L’évolution du boitage pour une même voiture inox ref 463 entre 1963 et 1966. Dans le sens des aiguilles d’une montre ; une boite illustrée du wagon avec attelage à crocs et bandelette verte « accrochage international » de 1963, boite illustrée avec l’attelage international, boite standards pour plusieurs modèles de voitures voyageur avec petites illustrations à l’arrière et des explications pour l’installation de l’éclairage. Pour ce dernier type, au fil du temps, avec l’augmentation du nombre de modèles, la partie illustrée arrière sera complète et les illustrations déborderont sur la partie avant.

Même évolution pour les wagons de marchandise à deux essieux qui disposent de boitage spécifique avec illustration particulière à chaque modèle en 1963.

En 1964 apparaît un nouveau type de boitage possédant une fenêtre qui permet d’admirer le modèle. Elle nécessite le collage d’une plaque de rhodoïd transparent à l’intérieur. Elle aura une duré trés éphémère chez Jouef en disparaissant dès 1965. Ensuite apparaitra pour les wagons à deux essieux série 107 des boites non illustrées mais possédant une inscription avec le type de wagon. Au final pour cette même série et pour d’autres des boites standardisées avec de multiples illustrations. Seule l’impression du modèle et de la référence sur le rabat permet d’identifier le modèle. Ce type de boite sera généralisé à toutes les séries dans la deuxième moitié des années 60.

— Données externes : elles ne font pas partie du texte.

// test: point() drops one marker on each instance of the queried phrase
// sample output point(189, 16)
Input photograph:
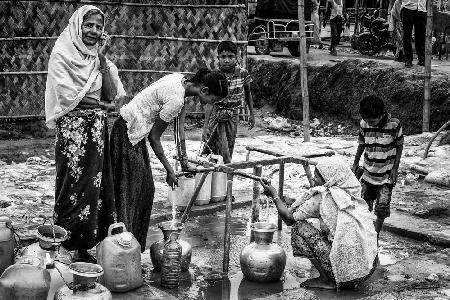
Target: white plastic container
point(218, 182)
point(120, 257)
point(182, 193)
point(204, 196)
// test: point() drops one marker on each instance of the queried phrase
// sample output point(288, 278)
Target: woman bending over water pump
point(147, 116)
point(344, 250)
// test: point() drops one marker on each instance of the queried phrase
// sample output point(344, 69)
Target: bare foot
point(318, 283)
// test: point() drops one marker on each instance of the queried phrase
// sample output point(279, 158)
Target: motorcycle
point(375, 36)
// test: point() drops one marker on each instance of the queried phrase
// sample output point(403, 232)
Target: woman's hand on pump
point(171, 179)
point(269, 190)
point(109, 106)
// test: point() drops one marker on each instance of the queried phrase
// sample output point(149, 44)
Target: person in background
point(81, 86)
point(147, 116)
point(396, 29)
point(222, 118)
point(381, 141)
point(344, 248)
point(335, 14)
point(414, 14)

Comme on peut le voir sur cette photo, les boites standardisées évoluent au fil du temps en s’enrichissant des illustrations des nouveaux modèles. Sur cette photo, les boites de la Pacific 231 C ; c’elle de 1964 possède une unique illustration (et une fenêtre sur l’autre face), en 1964 les illustrations sont complétées de modèles de même longueur pouvant être contenu dans ce type de boite comme la CC 40100 et l’autorail Picasso. En 1967 s’ajoutera la CC 7002.

Comme avec les attelages à crochets, une petite pièce en carton protège les attelages à l’intérieur des boites et participe au calage du wagon dans son emballage.

Le wagon à trémie VB étant particulièrement fragile, un suremballage interne en carton le protège.

Jouef entre définitivement dans le monde du modélisme

Jouef est maintenant une marque de pointe dans le petit monde du modélisme ferroviaire des années 60 comme le prouvent les deux couvertures de RMF de novembre 1965 et janvier 1966 et ces publicités publiées dans Loco Revue d’avril et juin 1965. On y retrouve, proposés par les revendeurs parisiens bien connus à l’époque que sont « Baby-Train » et « La maison des Trains » toutes les nouveautés de la gamme 1965 à des prix forts alléchants.

La couverture arrière de la Vie du Rail N°1025, spécial Noël de décembre 1965 présente exclusivement des modèles Jouef. Comme indiqué, les photographies ont été prise sur le réseau de Mr Baldit , un modéliste parisien, avec son aimable autorisation. Que sont devenus les enfants que l’on voit s’émerveiller à la contemplation de ce beau réseau ?

En guise de conclusion de cette troisième rubrique consacrée à l’histoire de Jouef, une vue de mon réseau collection sur lequel le matériel de cette marque a gagné ses lettres de noblesse avec la 231C, les wagons à deux essieux. Viendra plus tard pour compléter cette ambiance Nord, la 231 R « Club Jouef », mais ceci est une autre histoire, que je vous raconterai par la suite.